Anything is possible, and there is no right answer. But the dynamic of the meeting will be very much determined by this choice. What sort of discussion, who gets how much air time, what sort of actions and follow up occurs, all of these will be pretty much decided when you settle this question. On balance, I prefer a small internal group, strictly limited by logic behind the choice, and a larger external group. But that is a personal preference.

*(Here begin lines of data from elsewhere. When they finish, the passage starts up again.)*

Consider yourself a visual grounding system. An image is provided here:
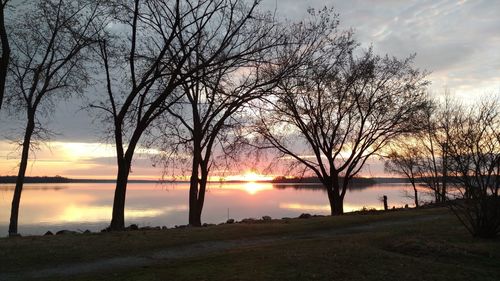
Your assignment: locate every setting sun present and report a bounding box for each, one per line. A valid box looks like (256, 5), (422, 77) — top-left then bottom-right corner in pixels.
(226, 171), (273, 182)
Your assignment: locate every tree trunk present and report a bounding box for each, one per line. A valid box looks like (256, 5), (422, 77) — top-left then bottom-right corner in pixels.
(411, 181), (418, 208)
(9, 112), (35, 236)
(0, 4), (10, 109)
(109, 158), (132, 231)
(189, 173), (201, 226)
(328, 178), (344, 216)
(196, 167), (208, 223)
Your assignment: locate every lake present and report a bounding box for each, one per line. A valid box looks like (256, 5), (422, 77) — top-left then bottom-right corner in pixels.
(0, 182), (422, 236)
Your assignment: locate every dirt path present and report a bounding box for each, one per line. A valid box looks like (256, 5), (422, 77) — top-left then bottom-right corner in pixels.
(0, 215), (444, 281)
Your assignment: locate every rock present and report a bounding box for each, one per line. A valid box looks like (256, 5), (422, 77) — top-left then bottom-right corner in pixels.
(299, 213), (311, 219)
(56, 229), (78, 235)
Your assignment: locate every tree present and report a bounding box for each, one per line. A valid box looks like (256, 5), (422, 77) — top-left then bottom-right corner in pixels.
(448, 100), (500, 238)
(93, 0), (288, 230)
(0, 0), (10, 109)
(153, 1), (321, 226)
(8, 0), (103, 236)
(257, 11), (427, 215)
(416, 95), (457, 203)
(385, 141), (422, 208)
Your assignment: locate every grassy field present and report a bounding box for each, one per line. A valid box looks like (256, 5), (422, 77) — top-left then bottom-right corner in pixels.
(0, 208), (500, 280)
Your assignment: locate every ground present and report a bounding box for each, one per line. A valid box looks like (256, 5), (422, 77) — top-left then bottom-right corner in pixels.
(0, 208), (500, 280)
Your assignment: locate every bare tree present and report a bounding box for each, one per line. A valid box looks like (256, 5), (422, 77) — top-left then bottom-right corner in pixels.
(151, 1), (321, 226)
(258, 11), (427, 215)
(0, 0), (10, 109)
(93, 0), (290, 230)
(417, 95), (457, 203)
(448, 100), (500, 238)
(385, 141), (422, 208)
(7, 0), (102, 235)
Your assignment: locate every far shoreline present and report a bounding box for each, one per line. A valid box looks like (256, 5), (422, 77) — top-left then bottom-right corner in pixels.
(0, 176), (409, 185)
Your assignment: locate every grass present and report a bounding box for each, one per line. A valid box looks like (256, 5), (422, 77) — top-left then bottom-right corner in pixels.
(0, 209), (500, 280)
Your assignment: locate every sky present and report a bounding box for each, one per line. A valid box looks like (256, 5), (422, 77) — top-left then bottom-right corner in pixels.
(0, 0), (500, 179)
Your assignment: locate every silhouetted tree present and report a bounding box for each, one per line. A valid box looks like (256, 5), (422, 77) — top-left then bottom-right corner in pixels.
(0, 0), (10, 109)
(258, 11), (427, 215)
(448, 100), (500, 238)
(385, 141), (422, 208)
(7, 0), (102, 235)
(416, 93), (457, 203)
(152, 1), (322, 226)
(93, 0), (292, 230)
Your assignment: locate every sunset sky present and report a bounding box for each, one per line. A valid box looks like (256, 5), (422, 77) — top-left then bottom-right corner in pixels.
(0, 0), (500, 179)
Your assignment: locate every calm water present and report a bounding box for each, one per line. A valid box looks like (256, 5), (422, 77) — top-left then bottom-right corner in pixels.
(0, 180), (420, 236)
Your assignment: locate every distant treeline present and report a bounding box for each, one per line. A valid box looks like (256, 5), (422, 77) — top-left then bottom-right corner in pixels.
(0, 176), (73, 183)
(271, 177), (379, 186)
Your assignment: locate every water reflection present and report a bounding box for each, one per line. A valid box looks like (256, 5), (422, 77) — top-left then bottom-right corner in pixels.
(0, 182), (422, 236)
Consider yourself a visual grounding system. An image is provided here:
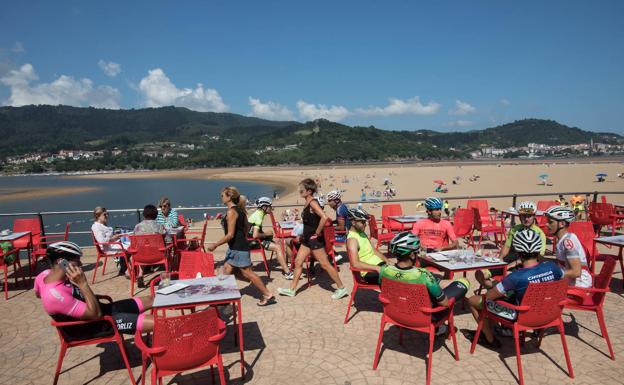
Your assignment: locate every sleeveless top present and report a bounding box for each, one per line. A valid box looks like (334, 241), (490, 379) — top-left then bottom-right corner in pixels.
(301, 198), (323, 239)
(221, 206), (249, 251)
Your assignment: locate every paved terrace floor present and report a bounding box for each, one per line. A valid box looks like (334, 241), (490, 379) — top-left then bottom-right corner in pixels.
(0, 243), (624, 385)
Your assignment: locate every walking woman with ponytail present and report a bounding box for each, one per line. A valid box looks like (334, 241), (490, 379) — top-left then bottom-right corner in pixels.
(208, 187), (277, 306)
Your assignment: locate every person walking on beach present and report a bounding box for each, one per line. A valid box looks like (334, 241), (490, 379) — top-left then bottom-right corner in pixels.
(277, 178), (348, 299)
(207, 186), (277, 306)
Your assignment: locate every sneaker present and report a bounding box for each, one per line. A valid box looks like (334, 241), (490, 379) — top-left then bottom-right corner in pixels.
(332, 287), (349, 299)
(277, 287), (296, 297)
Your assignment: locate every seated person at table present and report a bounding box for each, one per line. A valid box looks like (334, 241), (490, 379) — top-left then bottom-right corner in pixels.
(35, 241), (154, 339)
(412, 198), (459, 252)
(347, 209), (390, 283)
(466, 229), (563, 348)
(379, 231), (470, 328)
(247, 197), (293, 280)
(475, 201), (546, 289)
(327, 190), (351, 243)
(544, 206), (593, 288)
(91, 206), (129, 277)
(156, 197), (180, 229)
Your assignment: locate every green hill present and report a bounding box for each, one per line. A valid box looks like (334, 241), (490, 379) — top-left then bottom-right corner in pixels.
(0, 106), (623, 170)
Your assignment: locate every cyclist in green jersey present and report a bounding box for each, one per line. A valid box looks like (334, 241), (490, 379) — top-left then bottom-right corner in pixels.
(379, 231), (470, 324)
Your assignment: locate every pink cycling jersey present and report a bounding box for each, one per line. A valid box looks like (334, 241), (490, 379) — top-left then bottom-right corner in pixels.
(412, 218), (457, 249)
(35, 269), (87, 318)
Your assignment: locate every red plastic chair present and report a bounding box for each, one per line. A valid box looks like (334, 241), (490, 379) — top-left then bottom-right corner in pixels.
(471, 208), (506, 248)
(12, 217), (41, 274)
(466, 199), (496, 226)
(568, 221), (624, 276)
(368, 214), (396, 250)
(91, 232), (130, 284)
(128, 234), (172, 296)
(373, 278), (459, 385)
(344, 238), (381, 324)
(470, 279), (574, 385)
(30, 222), (69, 275)
(589, 202), (624, 236)
(381, 203), (412, 233)
(52, 295), (136, 385)
(453, 208), (475, 248)
(134, 307), (225, 385)
(175, 220), (208, 251)
(566, 258), (615, 360)
(0, 243), (26, 300)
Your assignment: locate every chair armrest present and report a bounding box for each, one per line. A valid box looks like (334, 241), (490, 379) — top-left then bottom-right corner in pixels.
(484, 299), (531, 312)
(95, 294), (113, 303)
(134, 330), (167, 354)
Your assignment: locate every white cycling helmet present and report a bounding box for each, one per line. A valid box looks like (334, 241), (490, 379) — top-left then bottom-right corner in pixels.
(511, 229), (542, 254)
(327, 190), (342, 201)
(518, 201), (537, 215)
(544, 206), (574, 223)
(256, 197), (273, 207)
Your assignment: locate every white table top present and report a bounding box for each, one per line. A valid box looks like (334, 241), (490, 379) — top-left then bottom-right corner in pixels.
(421, 249), (507, 271)
(388, 215), (427, 223)
(594, 235), (624, 246)
(0, 231), (30, 241)
(153, 275), (241, 308)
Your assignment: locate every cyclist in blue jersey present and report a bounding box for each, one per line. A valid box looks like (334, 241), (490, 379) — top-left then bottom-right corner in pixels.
(466, 229), (563, 348)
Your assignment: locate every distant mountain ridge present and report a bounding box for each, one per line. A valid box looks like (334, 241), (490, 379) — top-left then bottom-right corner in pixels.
(0, 105), (624, 168)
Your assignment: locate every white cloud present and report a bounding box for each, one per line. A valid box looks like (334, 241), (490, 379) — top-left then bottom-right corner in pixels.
(449, 100), (477, 115)
(98, 60), (121, 78)
(249, 96), (294, 120)
(447, 120), (474, 127)
(297, 100), (351, 122)
(356, 96), (440, 116)
(139, 68), (229, 112)
(0, 64), (120, 109)
(11, 41), (26, 53)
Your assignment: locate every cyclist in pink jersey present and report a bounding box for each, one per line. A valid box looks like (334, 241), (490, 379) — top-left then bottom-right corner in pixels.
(412, 198), (459, 252)
(35, 241), (154, 339)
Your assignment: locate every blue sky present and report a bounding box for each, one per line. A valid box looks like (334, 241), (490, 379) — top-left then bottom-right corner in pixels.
(0, 0), (624, 134)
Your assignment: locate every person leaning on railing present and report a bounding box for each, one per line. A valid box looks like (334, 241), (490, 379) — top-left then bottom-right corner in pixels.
(35, 241), (154, 339)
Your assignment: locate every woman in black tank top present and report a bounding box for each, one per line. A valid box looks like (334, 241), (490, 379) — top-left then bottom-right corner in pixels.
(277, 178), (347, 299)
(207, 187), (277, 306)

How does one pick the external members? I think there is one key rule, and that is that they need to be a peer group. You cannot have Nobel Prize winners sitting with second tier industrial representatives. But you can have leading people from academia and industry on the same panel, as long as they see each other as peers. Again, there is not a single answer as to what level person to have, but if, for example, the advisory council is going to meet regularly with the CEO of the company, then it would be a good test to think about that meeting and imagine the potential member in that setting. Amazing how easy it is for potential candidates to fail that test.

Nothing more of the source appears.